Una revelación dramática, por fin. Y, sin embargo, mi atención sigue escindida entre Adelaida y las banderas, la sangre, los fusilamientos y la euforia de los insurrectos e internacionalistas en el Cusco. ¿Estará así Lima dentro de unas semanas? En el colectivo en que venía a Lince, el chófer aseguró que el Ejército, desde anoche, estaba fusilando públicamente a presuntos terroristas en Villa el Salvador, Comas, Ciudad del Niño y otros pueblos jóvenes. ¿Se reproducirán en Lima los linchamientos y matanzas de cuando entraron los chilenos en la guerra del Pacífico?
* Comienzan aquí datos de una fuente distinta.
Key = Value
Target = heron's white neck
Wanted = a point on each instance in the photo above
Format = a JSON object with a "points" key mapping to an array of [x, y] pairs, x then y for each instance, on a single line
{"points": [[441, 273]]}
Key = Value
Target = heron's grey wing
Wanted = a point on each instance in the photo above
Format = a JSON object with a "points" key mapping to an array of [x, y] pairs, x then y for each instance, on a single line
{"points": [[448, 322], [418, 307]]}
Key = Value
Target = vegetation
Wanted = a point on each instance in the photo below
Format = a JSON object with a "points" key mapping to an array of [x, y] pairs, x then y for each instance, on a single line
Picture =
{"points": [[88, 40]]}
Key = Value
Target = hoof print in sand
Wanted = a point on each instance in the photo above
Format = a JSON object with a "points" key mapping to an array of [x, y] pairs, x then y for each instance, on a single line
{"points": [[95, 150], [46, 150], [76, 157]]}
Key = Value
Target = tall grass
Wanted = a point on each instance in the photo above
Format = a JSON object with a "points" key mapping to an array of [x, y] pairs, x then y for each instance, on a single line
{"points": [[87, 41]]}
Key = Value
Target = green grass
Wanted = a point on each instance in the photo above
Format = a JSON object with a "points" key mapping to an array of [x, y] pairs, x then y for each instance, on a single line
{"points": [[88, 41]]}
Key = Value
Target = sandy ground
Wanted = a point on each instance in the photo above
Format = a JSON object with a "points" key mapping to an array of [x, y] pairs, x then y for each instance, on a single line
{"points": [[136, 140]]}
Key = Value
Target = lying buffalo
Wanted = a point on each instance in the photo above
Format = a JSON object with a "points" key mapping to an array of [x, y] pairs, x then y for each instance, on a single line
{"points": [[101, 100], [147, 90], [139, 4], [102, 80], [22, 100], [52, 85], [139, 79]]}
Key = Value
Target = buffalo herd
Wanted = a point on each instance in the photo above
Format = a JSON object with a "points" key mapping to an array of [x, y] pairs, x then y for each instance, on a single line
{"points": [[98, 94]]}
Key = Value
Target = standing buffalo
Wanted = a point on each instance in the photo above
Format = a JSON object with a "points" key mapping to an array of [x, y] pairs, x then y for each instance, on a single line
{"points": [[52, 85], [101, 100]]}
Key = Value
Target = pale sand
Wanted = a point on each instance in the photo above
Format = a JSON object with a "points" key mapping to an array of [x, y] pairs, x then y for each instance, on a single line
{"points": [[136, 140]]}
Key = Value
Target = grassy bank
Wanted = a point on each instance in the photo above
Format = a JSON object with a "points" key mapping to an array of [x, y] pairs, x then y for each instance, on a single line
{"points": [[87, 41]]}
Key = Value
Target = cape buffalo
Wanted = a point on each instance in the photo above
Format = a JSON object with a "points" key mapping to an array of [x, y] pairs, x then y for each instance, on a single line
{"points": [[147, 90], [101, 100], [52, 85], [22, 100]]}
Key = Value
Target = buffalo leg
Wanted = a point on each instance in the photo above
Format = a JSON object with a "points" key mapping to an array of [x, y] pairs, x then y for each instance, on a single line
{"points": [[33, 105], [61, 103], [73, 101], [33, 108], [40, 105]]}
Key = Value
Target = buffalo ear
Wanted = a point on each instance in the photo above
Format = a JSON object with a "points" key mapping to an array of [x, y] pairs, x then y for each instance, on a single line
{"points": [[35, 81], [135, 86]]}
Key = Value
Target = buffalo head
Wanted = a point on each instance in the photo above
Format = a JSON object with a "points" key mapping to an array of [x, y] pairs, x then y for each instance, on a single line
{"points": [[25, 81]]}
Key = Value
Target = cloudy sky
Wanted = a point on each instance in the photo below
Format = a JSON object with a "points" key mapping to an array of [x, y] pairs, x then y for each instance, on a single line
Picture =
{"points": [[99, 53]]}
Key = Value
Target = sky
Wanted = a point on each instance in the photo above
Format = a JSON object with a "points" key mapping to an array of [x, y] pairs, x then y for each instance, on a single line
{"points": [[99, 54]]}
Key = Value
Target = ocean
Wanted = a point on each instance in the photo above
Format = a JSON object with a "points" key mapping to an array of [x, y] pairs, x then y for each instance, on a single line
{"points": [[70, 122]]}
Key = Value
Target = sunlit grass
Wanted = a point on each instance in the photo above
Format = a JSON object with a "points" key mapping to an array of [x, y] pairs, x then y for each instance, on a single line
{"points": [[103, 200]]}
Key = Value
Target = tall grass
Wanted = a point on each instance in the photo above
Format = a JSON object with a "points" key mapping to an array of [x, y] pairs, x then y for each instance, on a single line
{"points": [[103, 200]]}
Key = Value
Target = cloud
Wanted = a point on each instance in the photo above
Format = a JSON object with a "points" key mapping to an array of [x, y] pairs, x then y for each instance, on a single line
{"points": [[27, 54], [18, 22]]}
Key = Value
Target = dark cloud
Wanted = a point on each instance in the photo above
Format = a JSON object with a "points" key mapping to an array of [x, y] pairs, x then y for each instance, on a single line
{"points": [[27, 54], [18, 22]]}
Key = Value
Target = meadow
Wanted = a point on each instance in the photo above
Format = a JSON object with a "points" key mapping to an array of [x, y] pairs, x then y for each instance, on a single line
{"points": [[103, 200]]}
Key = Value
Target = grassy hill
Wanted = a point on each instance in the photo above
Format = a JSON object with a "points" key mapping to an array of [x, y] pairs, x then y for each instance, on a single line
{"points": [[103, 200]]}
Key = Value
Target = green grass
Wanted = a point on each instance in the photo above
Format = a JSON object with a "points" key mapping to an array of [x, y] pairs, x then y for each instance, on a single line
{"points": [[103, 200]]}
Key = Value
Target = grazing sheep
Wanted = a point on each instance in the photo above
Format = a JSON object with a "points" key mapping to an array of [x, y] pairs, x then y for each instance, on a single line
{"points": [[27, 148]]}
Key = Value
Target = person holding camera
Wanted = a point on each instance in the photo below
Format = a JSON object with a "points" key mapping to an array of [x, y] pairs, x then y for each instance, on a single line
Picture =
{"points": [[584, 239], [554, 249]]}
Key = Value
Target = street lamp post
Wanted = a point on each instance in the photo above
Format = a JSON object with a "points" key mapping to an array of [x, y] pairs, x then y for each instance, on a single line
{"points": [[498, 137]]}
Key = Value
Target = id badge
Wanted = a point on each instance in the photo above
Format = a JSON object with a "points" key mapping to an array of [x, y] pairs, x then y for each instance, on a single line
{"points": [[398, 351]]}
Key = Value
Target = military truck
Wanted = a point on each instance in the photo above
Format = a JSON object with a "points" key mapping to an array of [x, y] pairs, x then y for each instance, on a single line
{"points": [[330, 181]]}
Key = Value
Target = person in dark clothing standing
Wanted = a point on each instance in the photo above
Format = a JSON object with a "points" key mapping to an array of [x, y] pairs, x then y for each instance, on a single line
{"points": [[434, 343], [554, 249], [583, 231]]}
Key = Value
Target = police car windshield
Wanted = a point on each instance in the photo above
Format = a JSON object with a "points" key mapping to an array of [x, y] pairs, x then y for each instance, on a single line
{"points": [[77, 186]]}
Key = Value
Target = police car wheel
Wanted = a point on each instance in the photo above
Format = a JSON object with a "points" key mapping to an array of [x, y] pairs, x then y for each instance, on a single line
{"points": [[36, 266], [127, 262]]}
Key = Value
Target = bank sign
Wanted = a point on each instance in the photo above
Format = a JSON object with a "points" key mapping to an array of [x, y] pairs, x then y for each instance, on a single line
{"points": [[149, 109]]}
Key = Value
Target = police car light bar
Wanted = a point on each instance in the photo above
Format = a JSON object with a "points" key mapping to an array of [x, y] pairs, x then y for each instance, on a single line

Nítidamente vuelvo a escuchar la conferencia de un historiador, en Londres, relatando el testimonio del Cónsul inglés de la época: mientras los voluntarios peruanos se hacían despedazar resistiendo el ataque chileno en Chorrillos y Miraflores, el populacho de Lima asesinaba a los chinos de las bodegas, ahorcándolos, acuchillándolos y prendiéndoles fuego en la vía pública, acusándolos de ser cómplices del enemigo, y saqueaba luego las casas de la gente adinerada, señoras y señores que, aterrorizados, desde las legaciones diplomáticas donde se habían refugiado, clamaban por el ingreso pronto del invasor, a quien, en ese momento, descubrieron que temían menos que a esas masas desenfrenadas de indios, cholos, mulatos y negros que se habían adueñado de la ciudad. ¿Ocurriría algo así ahora? ¿Las muchedumbres de hambrientos entrarán a saco en las casas de San Isidro, Las Casuarinas, Miraflores, Chacarilla, mientras los últimos vestigios del Ejército se deshacen ante la ofensiva final de los rebeldes? ¿Habrá una estampida hacia las embajadas y consulados mientras generales, almirantes, funcionarios, ministros, trepan a aviones, barcos, con todas las joyas, dólares, títulos desenterrados de sus escondites, precipitadamente? ¿Llameará Lima como llamea en estos momentos la ciudad de los Cuatro Suyos?